Home / Proper Squat Technique- How to Avoid Knee Injuries

Proper Squat Technique- How to Avoid Knee Injuries

I’ve read in a few places that it is important to not let the knees go past the toes while squatting. Where did this idea come from and is it really a big deal?

In general, not letting the knees go past the toes is spot-on advice.

The danger of letting the knees drift forwards of the toes is that a dangerous amount of shearing force is applied to the knee joint, increasing your chances of injury.

Avoiding Knee Injuries While Squatting

The origins: In the 1950s, physical therapists testing cadaver knees identified and calculated the varying forces at different joint angles of knee flexion.

They concluded from their results that certain positions maximally stressed the soft tissue (ligaments and tendons) of the knee, thereby exposing the joint to unnecessary danger.

And leg extension machines have been stricken from physical therapy regimens ever since.


Since then, numerous studies have shown the limitations of these cadaver models (since cadavers are, well, dead, they have no blood flow and thus cannot “warm” the soft tissues, which accounts for a lot of the “dangers”) but old myths die hard.

Now, based on decades’ old research, that information gets distilled to you in 2020 as “don’t let your knees track past your toes, or else!”

So now you know how this piece of exercise advice came to be, and that while letting your knees track too far forward does place more stress on the knees, it’s not inherently bad.

That being said, here is a list of the real…

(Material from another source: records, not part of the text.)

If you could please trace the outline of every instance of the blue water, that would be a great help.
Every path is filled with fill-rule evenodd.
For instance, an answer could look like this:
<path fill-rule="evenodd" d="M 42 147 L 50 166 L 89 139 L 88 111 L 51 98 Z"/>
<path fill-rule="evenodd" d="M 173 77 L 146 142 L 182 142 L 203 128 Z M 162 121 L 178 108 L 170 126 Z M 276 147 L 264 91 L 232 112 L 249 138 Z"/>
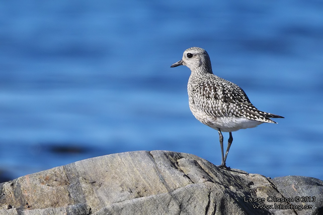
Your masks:
<path fill-rule="evenodd" d="M 217 132 L 188 107 L 189 69 L 170 67 L 199 46 L 285 117 L 234 132 L 228 165 L 323 179 L 322 14 L 318 0 L 2 2 L 0 174 L 135 150 L 219 164 Z"/>

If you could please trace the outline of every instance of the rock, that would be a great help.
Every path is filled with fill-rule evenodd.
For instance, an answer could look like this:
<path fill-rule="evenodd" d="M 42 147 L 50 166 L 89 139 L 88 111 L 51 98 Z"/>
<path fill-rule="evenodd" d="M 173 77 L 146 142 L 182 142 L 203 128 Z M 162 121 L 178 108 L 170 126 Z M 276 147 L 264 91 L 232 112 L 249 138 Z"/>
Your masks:
<path fill-rule="evenodd" d="M 290 202 L 277 200 L 300 193 L 316 195 L 317 199 L 312 204 L 315 208 L 301 211 L 321 211 L 318 192 L 321 193 L 322 181 L 284 178 L 271 180 L 237 169 L 219 169 L 185 153 L 125 152 L 1 183 L 0 214 L 301 214 L 297 209 L 286 208 Z M 311 192 L 300 188 L 286 192 L 290 191 L 283 188 L 293 187 L 296 181 L 298 184 L 305 181 Z"/>

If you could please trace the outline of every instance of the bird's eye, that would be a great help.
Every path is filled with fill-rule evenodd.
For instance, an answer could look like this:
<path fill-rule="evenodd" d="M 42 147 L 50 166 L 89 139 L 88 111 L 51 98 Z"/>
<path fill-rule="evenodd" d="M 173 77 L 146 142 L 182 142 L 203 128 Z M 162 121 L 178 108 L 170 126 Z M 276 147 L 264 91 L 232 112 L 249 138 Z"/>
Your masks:
<path fill-rule="evenodd" d="M 191 58 L 192 57 L 193 57 L 193 54 L 191 53 L 187 53 L 187 57 L 188 57 L 189 58 Z"/>

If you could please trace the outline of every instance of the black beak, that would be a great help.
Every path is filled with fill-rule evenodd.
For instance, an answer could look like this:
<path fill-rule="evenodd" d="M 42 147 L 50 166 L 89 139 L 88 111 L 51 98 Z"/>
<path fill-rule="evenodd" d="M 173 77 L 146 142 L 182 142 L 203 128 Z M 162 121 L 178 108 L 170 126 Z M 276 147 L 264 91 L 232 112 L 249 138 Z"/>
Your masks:
<path fill-rule="evenodd" d="M 172 65 L 172 66 L 171 66 L 171 67 L 176 67 L 178 66 L 181 66 L 181 65 L 183 65 L 183 60 L 181 60 L 177 62 L 176 63 Z"/>

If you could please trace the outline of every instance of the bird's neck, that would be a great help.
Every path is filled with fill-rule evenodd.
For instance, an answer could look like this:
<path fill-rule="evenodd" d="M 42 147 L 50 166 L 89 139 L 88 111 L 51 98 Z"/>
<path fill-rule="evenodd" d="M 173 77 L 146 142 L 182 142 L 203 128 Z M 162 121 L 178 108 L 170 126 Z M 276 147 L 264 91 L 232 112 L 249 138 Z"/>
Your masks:
<path fill-rule="evenodd" d="M 191 70 L 192 72 L 192 75 L 200 76 L 203 75 L 205 75 L 207 74 L 213 74 L 212 71 L 212 67 L 211 65 L 203 65 L 203 66 L 199 66 L 196 68 L 195 69 Z"/>

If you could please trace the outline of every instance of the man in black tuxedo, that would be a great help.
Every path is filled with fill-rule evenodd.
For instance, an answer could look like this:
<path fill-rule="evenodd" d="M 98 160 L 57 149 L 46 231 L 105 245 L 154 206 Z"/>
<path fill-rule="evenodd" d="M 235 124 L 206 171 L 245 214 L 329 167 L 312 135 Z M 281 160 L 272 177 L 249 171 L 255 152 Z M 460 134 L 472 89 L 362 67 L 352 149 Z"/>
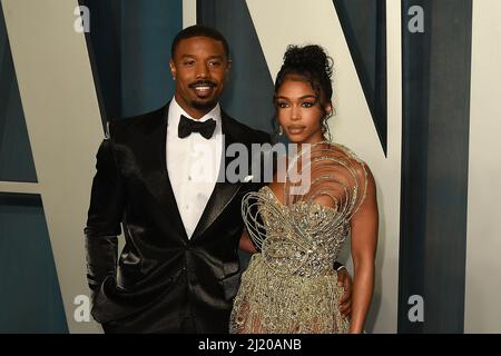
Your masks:
<path fill-rule="evenodd" d="M 85 233 L 92 316 L 106 333 L 228 332 L 242 197 L 263 184 L 219 175 L 229 145 L 250 151 L 271 138 L 218 105 L 230 68 L 219 32 L 187 28 L 171 56 L 174 99 L 111 121 L 97 155 Z M 120 225 L 126 244 L 118 258 Z"/>

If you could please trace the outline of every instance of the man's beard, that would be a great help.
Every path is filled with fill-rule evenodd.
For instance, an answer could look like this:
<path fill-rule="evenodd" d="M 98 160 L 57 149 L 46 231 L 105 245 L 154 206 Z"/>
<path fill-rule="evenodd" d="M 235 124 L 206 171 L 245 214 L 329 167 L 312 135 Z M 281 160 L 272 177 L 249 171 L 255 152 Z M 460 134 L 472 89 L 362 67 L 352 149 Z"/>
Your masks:
<path fill-rule="evenodd" d="M 210 110 L 216 106 L 216 103 L 217 103 L 217 100 L 210 100 L 210 101 L 191 100 L 191 107 L 196 110 Z"/>

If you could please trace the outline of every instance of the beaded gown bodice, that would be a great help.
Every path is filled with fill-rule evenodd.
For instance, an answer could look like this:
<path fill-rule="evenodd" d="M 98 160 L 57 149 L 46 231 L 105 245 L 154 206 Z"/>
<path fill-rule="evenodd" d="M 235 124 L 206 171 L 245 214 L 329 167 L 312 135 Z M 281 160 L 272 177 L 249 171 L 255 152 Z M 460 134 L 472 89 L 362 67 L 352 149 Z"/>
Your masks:
<path fill-rule="evenodd" d="M 271 188 L 263 187 L 246 199 L 256 199 L 266 229 L 262 258 L 277 274 L 314 277 L 332 275 L 333 261 L 350 230 L 348 222 L 330 207 L 313 201 L 282 205 Z"/>
<path fill-rule="evenodd" d="M 343 288 L 333 264 L 365 197 L 365 164 L 326 142 L 313 145 L 307 158 L 302 168 L 311 181 L 303 194 L 293 194 L 295 184 L 286 180 L 284 202 L 267 186 L 243 199 L 244 222 L 259 253 L 242 276 L 230 333 L 348 329 L 338 310 Z"/>

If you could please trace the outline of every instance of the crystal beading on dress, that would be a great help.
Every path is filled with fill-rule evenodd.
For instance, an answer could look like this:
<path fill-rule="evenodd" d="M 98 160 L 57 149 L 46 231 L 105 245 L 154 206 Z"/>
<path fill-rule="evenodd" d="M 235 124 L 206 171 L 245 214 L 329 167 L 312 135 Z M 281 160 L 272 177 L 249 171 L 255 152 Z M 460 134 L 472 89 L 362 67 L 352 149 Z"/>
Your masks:
<path fill-rule="evenodd" d="M 306 157 L 307 155 L 307 157 Z M 261 253 L 253 255 L 234 301 L 230 333 L 346 333 L 343 288 L 333 263 L 365 198 L 365 164 L 341 145 L 318 142 L 291 161 L 310 165 L 311 187 L 282 204 L 269 187 L 247 194 L 244 221 Z M 330 202 L 325 202 L 325 197 Z"/>

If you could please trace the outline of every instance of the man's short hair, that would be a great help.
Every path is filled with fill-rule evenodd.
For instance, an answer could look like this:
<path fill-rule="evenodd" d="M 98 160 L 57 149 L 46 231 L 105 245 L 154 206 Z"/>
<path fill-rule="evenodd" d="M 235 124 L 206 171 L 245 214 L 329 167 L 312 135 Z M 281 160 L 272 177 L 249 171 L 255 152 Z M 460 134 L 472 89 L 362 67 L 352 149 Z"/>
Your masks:
<path fill-rule="evenodd" d="M 177 44 L 185 39 L 191 38 L 191 37 L 208 37 L 216 41 L 219 41 L 223 43 L 223 47 L 226 52 L 226 58 L 229 59 L 229 46 L 226 41 L 225 37 L 216 29 L 213 29 L 210 27 L 206 27 L 203 24 L 194 24 L 190 27 L 187 27 L 183 31 L 176 34 L 173 41 L 173 46 L 170 47 L 170 56 L 174 58 L 174 53 L 176 51 Z"/>

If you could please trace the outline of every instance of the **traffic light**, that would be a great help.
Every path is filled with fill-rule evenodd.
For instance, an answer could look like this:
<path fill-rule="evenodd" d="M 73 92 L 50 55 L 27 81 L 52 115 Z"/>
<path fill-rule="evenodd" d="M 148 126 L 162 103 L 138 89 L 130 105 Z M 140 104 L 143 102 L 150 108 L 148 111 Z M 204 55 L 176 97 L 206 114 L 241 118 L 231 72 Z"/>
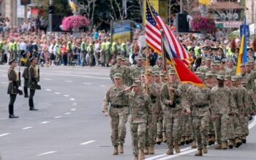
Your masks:
<path fill-rule="evenodd" d="M 49 6 L 48 7 L 48 14 L 53 14 L 53 6 Z"/>

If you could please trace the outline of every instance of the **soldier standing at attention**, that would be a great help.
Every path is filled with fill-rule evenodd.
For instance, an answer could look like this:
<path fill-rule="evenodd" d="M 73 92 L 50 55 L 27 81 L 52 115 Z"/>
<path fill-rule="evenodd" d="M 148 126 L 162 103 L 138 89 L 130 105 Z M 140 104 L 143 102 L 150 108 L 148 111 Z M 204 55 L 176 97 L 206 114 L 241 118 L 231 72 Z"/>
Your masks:
<path fill-rule="evenodd" d="M 139 149 L 140 159 L 145 159 L 146 130 L 152 125 L 151 100 L 147 94 L 142 92 L 140 80 L 135 81 L 132 87 L 125 90 L 129 91 L 132 89 L 133 92 L 129 92 L 128 95 L 129 101 L 131 102 L 129 121 L 134 159 L 138 160 Z"/>
<path fill-rule="evenodd" d="M 127 133 L 125 127 L 127 122 L 129 108 L 128 100 L 125 99 L 119 92 L 126 89 L 122 84 L 122 75 L 114 75 L 114 85 L 110 87 L 104 97 L 102 112 L 105 116 L 110 117 L 111 141 L 114 146 L 113 155 L 118 155 L 118 145 L 119 153 L 124 153 L 124 143 Z M 108 105 L 110 107 L 108 108 Z"/>
<path fill-rule="evenodd" d="M 192 126 L 195 133 L 198 151 L 196 156 L 207 153 L 207 137 L 210 120 L 210 94 L 211 88 L 190 86 L 187 89 L 187 99 L 185 108 L 188 113 L 192 113 Z M 202 151 L 203 150 L 203 151 Z"/>
<path fill-rule="evenodd" d="M 23 73 L 22 73 L 22 76 L 24 78 L 24 97 L 29 97 L 29 93 L 28 93 L 28 87 L 29 87 L 29 68 L 30 67 L 30 61 L 29 57 L 31 56 L 31 53 L 29 51 L 28 51 L 25 55 L 25 68 L 23 71 Z"/>
<path fill-rule="evenodd" d="M 9 103 L 9 118 L 14 119 L 18 118 L 13 113 L 13 105 L 16 100 L 17 94 L 22 90 L 21 87 L 18 85 L 18 73 L 14 70 L 17 67 L 18 61 L 15 58 L 10 60 L 10 65 L 11 65 L 8 70 L 8 91 L 7 94 L 10 95 L 10 103 Z"/>
<path fill-rule="evenodd" d="M 229 115 L 233 114 L 235 101 L 230 89 L 224 86 L 224 76 L 217 76 L 218 84 L 211 90 L 211 111 L 214 121 L 217 145 L 215 149 L 227 148 Z"/>
<path fill-rule="evenodd" d="M 37 59 L 34 56 L 29 60 L 31 65 L 29 68 L 29 110 L 30 111 L 37 111 L 37 109 L 34 107 L 33 97 L 36 89 L 41 89 L 40 82 L 38 81 L 39 75 L 37 70 L 36 68 L 36 65 L 37 64 Z"/>
<path fill-rule="evenodd" d="M 166 154 L 173 154 L 173 142 L 176 153 L 181 152 L 178 141 L 181 135 L 181 90 L 174 69 L 168 71 L 170 81 L 165 84 L 160 89 L 160 98 L 164 111 L 166 127 L 166 139 L 168 151 Z"/>

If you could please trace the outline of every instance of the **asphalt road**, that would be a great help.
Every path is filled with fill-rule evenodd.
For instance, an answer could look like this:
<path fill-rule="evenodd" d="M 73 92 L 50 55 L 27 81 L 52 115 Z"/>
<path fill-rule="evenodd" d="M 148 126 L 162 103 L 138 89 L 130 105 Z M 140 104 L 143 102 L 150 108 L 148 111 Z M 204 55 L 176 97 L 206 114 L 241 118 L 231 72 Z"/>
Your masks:
<path fill-rule="evenodd" d="M 112 82 L 109 69 L 101 67 L 41 68 L 42 89 L 34 97 L 38 111 L 29 111 L 29 100 L 18 96 L 15 113 L 8 118 L 7 65 L 0 65 L 0 155 L 3 160 L 132 159 L 127 126 L 124 154 L 112 156 L 110 124 L 102 112 L 102 99 Z M 23 71 L 23 68 L 21 69 Z M 17 71 L 17 68 L 16 68 Z M 165 144 L 156 145 L 154 159 L 256 159 L 256 120 L 250 124 L 248 143 L 239 148 L 216 151 L 203 157 L 182 146 L 167 156 Z"/>

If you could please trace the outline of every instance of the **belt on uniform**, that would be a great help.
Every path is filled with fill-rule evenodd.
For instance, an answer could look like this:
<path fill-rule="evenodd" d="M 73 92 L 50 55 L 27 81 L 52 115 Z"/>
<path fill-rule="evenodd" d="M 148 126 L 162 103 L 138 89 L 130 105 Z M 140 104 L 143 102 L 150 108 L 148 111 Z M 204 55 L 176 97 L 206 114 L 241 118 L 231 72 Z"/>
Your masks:
<path fill-rule="evenodd" d="M 205 107 L 208 107 L 208 104 L 204 104 L 204 105 L 195 105 L 195 108 L 205 108 Z"/>
<path fill-rule="evenodd" d="M 123 107 L 127 107 L 127 105 L 110 105 L 111 107 L 115 108 L 121 108 Z"/>

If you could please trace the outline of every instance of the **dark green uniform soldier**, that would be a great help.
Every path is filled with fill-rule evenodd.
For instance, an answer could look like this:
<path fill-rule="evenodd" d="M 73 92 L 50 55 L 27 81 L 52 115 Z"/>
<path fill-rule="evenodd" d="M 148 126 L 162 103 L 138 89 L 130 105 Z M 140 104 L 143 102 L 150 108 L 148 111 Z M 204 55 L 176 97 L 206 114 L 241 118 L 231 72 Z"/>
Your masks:
<path fill-rule="evenodd" d="M 36 69 L 36 65 L 37 64 L 37 59 L 34 57 L 32 57 L 29 60 L 31 63 L 31 65 L 29 69 L 29 87 L 30 89 L 29 92 L 29 110 L 30 111 L 37 111 L 37 109 L 34 107 L 34 100 L 33 97 L 34 96 L 34 93 L 36 89 L 41 89 L 41 84 L 38 81 L 39 75 L 37 73 L 37 70 Z"/>
<path fill-rule="evenodd" d="M 11 65 L 8 70 L 8 91 L 7 94 L 10 95 L 10 103 L 9 103 L 9 118 L 18 118 L 14 114 L 13 105 L 16 100 L 17 94 L 21 91 L 21 87 L 18 85 L 18 73 L 14 70 L 17 67 L 18 61 L 13 58 L 10 61 L 10 65 Z"/>
<path fill-rule="evenodd" d="M 30 57 L 31 53 L 29 52 L 27 52 L 26 53 L 26 63 L 25 63 L 25 68 L 23 71 L 23 73 L 22 73 L 22 77 L 24 78 L 24 97 L 29 97 L 29 93 L 28 93 L 28 87 L 29 87 L 29 68 L 30 67 Z"/>

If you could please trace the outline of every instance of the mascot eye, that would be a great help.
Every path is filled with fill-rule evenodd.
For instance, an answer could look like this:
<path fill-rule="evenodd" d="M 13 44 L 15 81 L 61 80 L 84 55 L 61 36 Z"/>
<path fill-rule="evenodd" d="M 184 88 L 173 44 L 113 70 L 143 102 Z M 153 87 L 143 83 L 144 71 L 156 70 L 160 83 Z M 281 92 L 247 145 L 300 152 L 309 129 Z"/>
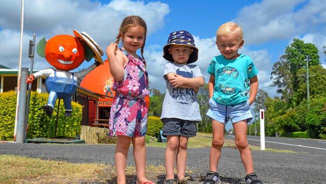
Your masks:
<path fill-rule="evenodd" d="M 65 50 L 65 48 L 63 48 L 63 46 L 60 46 L 59 47 L 59 51 L 60 52 L 62 52 Z"/>

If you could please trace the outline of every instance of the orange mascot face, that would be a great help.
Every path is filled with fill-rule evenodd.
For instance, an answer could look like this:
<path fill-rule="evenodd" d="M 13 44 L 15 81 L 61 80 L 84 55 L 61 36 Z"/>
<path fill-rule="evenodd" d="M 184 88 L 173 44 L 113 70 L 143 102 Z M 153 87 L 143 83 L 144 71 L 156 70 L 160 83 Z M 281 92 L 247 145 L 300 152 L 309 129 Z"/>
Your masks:
<path fill-rule="evenodd" d="M 84 48 L 75 37 L 61 35 L 48 41 L 45 58 L 57 69 L 70 70 L 77 68 L 85 59 Z"/>

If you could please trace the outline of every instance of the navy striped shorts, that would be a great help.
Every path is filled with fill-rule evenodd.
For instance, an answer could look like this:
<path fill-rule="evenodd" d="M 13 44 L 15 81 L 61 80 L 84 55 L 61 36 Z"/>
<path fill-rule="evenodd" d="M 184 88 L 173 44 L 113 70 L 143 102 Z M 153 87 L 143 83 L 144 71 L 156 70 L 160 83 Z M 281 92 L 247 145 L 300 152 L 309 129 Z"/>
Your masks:
<path fill-rule="evenodd" d="M 162 135 L 180 136 L 185 137 L 194 137 L 197 129 L 196 124 L 198 121 L 181 120 L 178 118 L 162 118 L 164 124 Z"/>

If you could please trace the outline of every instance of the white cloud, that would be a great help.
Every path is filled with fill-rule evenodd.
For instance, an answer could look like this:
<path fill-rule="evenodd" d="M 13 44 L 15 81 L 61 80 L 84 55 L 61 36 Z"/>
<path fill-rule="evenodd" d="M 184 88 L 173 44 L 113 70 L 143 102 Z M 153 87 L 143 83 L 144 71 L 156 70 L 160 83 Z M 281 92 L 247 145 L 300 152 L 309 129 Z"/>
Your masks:
<path fill-rule="evenodd" d="M 300 5 L 302 8 L 296 10 Z M 234 20 L 242 26 L 247 43 L 290 39 L 307 31 L 323 32 L 312 28 L 324 26 L 326 2 L 264 0 L 243 8 Z"/>
<path fill-rule="evenodd" d="M 20 1 L 2 1 L 0 64 L 13 68 L 18 67 L 20 10 Z M 37 43 L 43 37 L 49 40 L 58 34 L 73 35 L 73 30 L 76 29 L 87 33 L 105 50 L 110 42 L 115 41 L 124 17 L 132 15 L 141 17 L 147 25 L 147 36 L 150 36 L 164 25 L 164 18 L 169 12 L 169 6 L 159 2 L 145 4 L 141 1 L 113 0 L 101 4 L 90 0 L 25 1 L 23 66 L 29 67 L 27 52 L 29 40 L 32 39 L 33 33 L 37 35 Z M 44 61 L 36 55 L 35 69 L 49 67 L 44 64 Z"/>
<path fill-rule="evenodd" d="M 207 82 L 210 77 L 209 74 L 206 72 L 207 67 L 212 58 L 220 54 L 215 44 L 215 37 L 202 39 L 198 36 L 194 37 L 196 47 L 199 48 L 198 60 L 194 64 L 199 66 L 205 78 L 205 81 Z M 163 46 L 155 45 L 150 49 L 147 49 L 146 52 L 144 54 L 146 59 L 147 68 L 149 75 L 150 87 L 158 89 L 161 92 L 165 92 L 166 89 L 166 82 L 162 75 L 164 64 L 167 62 L 162 57 Z M 155 49 L 156 48 L 158 48 L 159 51 Z M 250 57 L 259 70 L 258 75 L 259 87 L 264 87 L 264 90 L 273 95 L 271 97 L 276 96 L 276 93 L 274 92 L 275 89 L 269 87 L 271 84 L 269 79 L 271 71 L 271 56 L 268 51 L 265 49 L 250 50 L 248 48 L 244 48 L 239 51 L 239 53 L 244 53 Z M 268 87 L 265 87 L 266 86 Z"/>

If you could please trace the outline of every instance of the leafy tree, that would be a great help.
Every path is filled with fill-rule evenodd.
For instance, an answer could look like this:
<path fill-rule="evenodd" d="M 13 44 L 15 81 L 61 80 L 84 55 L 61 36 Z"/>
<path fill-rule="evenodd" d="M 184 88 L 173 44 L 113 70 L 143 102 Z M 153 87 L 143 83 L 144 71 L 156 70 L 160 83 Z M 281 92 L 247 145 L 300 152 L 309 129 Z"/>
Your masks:
<path fill-rule="evenodd" d="M 274 63 L 270 78 L 273 80 L 271 85 L 277 86 L 276 93 L 282 95 L 281 99 L 289 102 L 293 90 L 292 86 L 292 76 L 286 55 L 282 55 L 279 61 Z"/>
<path fill-rule="evenodd" d="M 304 43 L 303 41 L 294 39 L 293 42 L 285 49 L 286 58 L 293 74 L 299 68 L 305 68 L 307 60 L 309 66 L 320 64 L 316 46 L 312 43 Z"/>
<path fill-rule="evenodd" d="M 317 95 L 326 96 L 326 69 L 321 65 L 312 66 L 309 68 L 309 73 L 310 75 L 313 75 L 309 77 L 310 98 Z M 293 94 L 293 100 L 296 104 L 299 104 L 303 99 L 307 98 L 305 73 L 305 68 L 300 69 L 297 72 L 297 76 L 300 79 L 298 80 L 297 89 Z"/>
<path fill-rule="evenodd" d="M 326 97 L 311 99 L 310 110 L 305 116 L 305 125 L 311 138 L 326 139 Z"/>
<path fill-rule="evenodd" d="M 318 49 L 314 45 L 310 43 L 304 43 L 298 39 L 294 39 L 293 42 L 286 47 L 285 54 L 293 77 L 292 85 L 293 90 L 296 90 L 299 80 L 296 75 L 299 69 L 305 68 L 307 61 L 309 66 L 320 64 L 318 52 Z"/>
<path fill-rule="evenodd" d="M 202 116 L 202 121 L 198 123 L 198 131 L 203 132 L 212 132 L 212 124 L 211 119 L 206 115 L 206 113 L 209 108 L 208 101 L 208 84 L 205 85 L 199 88 L 198 94 L 198 103 L 200 114 Z"/>
<path fill-rule="evenodd" d="M 162 113 L 162 105 L 165 94 L 161 94 L 158 89 L 149 89 L 151 96 L 149 97 L 149 111 L 152 112 L 153 116 L 159 117 Z"/>
<path fill-rule="evenodd" d="M 281 100 L 278 97 L 275 98 L 275 99 L 267 98 L 265 101 L 265 106 L 266 108 L 265 114 L 266 135 L 273 136 L 275 135 L 275 132 L 280 133 L 283 130 L 282 126 L 279 125 L 281 122 L 276 118 L 286 113 L 288 104 Z"/>
<path fill-rule="evenodd" d="M 268 93 L 263 89 L 259 89 L 256 96 L 255 103 L 254 104 L 254 111 L 259 112 L 260 109 L 264 109 L 266 111 L 265 100 L 268 97 Z"/>

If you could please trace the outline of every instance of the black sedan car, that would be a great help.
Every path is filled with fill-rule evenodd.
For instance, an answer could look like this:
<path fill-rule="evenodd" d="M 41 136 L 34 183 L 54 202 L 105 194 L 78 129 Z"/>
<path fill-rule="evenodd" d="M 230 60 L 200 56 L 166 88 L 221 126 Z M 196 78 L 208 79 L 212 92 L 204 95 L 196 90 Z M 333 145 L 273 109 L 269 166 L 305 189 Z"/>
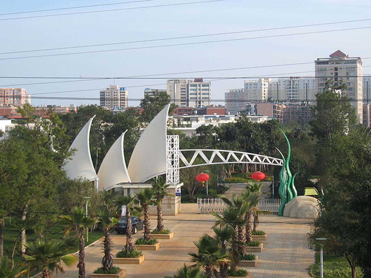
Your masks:
<path fill-rule="evenodd" d="M 144 227 L 144 221 L 139 218 L 132 216 L 131 219 L 131 228 L 133 234 L 137 234 L 138 230 L 142 230 Z M 122 217 L 115 228 L 115 230 L 118 234 L 126 232 L 126 217 Z"/>

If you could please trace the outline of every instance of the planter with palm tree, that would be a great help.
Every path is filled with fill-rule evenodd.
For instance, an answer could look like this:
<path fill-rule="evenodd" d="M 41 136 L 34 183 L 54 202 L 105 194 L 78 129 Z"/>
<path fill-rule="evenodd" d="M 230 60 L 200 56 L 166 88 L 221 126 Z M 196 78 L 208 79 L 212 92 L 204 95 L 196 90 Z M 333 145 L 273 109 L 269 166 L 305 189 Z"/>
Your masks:
<path fill-rule="evenodd" d="M 95 220 L 86 216 L 83 209 L 75 206 L 69 215 L 62 215 L 61 218 L 67 220 L 73 226 L 79 234 L 79 278 L 85 278 L 85 232 L 87 229 L 93 225 Z"/>
<path fill-rule="evenodd" d="M 69 255 L 65 243 L 60 239 L 39 238 L 26 245 L 24 258 L 32 269 L 40 269 L 43 278 L 50 278 L 53 271 L 64 272 L 63 265 L 70 268 L 76 261 Z M 1 276 L 3 277 L 3 276 Z"/>
<path fill-rule="evenodd" d="M 164 278 L 207 278 L 206 274 L 199 267 L 187 267 L 184 264 L 183 267 L 178 269 L 171 276 L 165 276 Z"/>
<path fill-rule="evenodd" d="M 170 185 L 166 184 L 166 181 L 161 176 L 152 179 L 152 184 L 157 207 L 157 225 L 156 229 L 152 231 L 151 235 L 154 238 L 170 239 L 174 236 L 174 233 L 164 229 L 162 201 L 165 196 L 172 196 L 174 195 L 167 190 Z"/>
<path fill-rule="evenodd" d="M 136 205 L 137 201 L 136 196 L 131 197 L 130 196 L 122 196 L 117 198 L 116 203 L 120 208 L 122 206 L 125 206 L 126 207 L 125 216 L 126 218 L 127 227 L 131 226 L 132 215 L 141 211 L 141 208 Z M 124 249 L 128 253 L 130 253 L 134 251 L 134 243 L 131 229 L 126 229 L 126 245 Z"/>
<path fill-rule="evenodd" d="M 229 256 L 220 248 L 218 240 L 205 235 L 194 244 L 197 252 L 188 253 L 192 261 L 203 267 L 207 278 L 220 277 L 218 268 L 228 262 Z"/>

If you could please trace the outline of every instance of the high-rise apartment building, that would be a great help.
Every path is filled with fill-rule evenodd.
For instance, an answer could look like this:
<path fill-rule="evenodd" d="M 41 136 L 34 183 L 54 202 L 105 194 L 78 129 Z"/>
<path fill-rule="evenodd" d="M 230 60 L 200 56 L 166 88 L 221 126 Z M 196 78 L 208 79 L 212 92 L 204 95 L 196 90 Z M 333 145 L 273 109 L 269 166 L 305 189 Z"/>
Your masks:
<path fill-rule="evenodd" d="M 180 106 L 209 106 L 211 101 L 211 82 L 202 78 L 168 79 L 166 92 Z"/>
<path fill-rule="evenodd" d="M 245 107 L 246 100 L 243 88 L 228 90 L 224 95 L 227 113 L 237 115 L 239 110 Z"/>
<path fill-rule="evenodd" d="M 106 90 L 100 91 L 99 98 L 101 106 L 109 109 L 128 107 L 128 90 L 124 87 L 110 85 Z"/>
<path fill-rule="evenodd" d="M 371 104 L 371 75 L 364 75 L 362 78 L 362 93 L 363 96 L 363 103 Z"/>
<path fill-rule="evenodd" d="M 144 89 L 144 96 L 148 95 L 150 97 L 153 97 L 154 93 L 156 92 L 166 92 L 166 89 L 152 89 L 150 88 L 146 88 Z"/>
<path fill-rule="evenodd" d="M 355 109 L 358 122 L 362 122 L 362 61 L 361 57 L 350 57 L 339 50 L 330 54 L 329 58 L 318 58 L 314 61 L 315 91 L 324 90 L 326 79 L 331 79 L 336 86 L 341 81 L 345 82 L 348 89 L 343 92 Z M 353 101 L 352 101 L 353 100 Z"/>
<path fill-rule="evenodd" d="M 270 78 L 260 78 L 258 80 L 245 80 L 244 88 L 246 101 L 254 102 L 268 99 Z"/>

Reasons You Don’t Want To Let Your Knees Go Past Your Toes

(i) Letting the knees pass your toes promotes balancing the weight on the balls of the feet, instead of the heels (where it should be), minimizing your ability to produce force and compromising your ability to lift appropriately heavy weights.

(ii) If your form is loose enough that you allow your knees too far forward, you’re likely not maintaining proper back position (neutral lumbar curve) and letting yourself slump your shoulders too much. This is a big no no.

(iii) The more forward your knees are, the less your glutes and hamstrings can contribute to squatting.

Not only does this limit the weight you can use (and benefit from), but it also destabilizes the knee (since the hamstrings are a huge contributor to knee stability).


It’s not the position itself that’s dangerous. It’s the other form discrepancies coupled with the increased forces (read: weights) of the position that is dangerous.

This is exactly why you’ll see some strength coaches allow their taller players to squat with their knees drifting forwards.

Under a coaches’ watchful eye, they can minimize the chance of injury through careful scrutiny and instruction.

What does all this filibuster mean to you, dear reader? Easy:

Don’t let your knees pass your toes when you squat.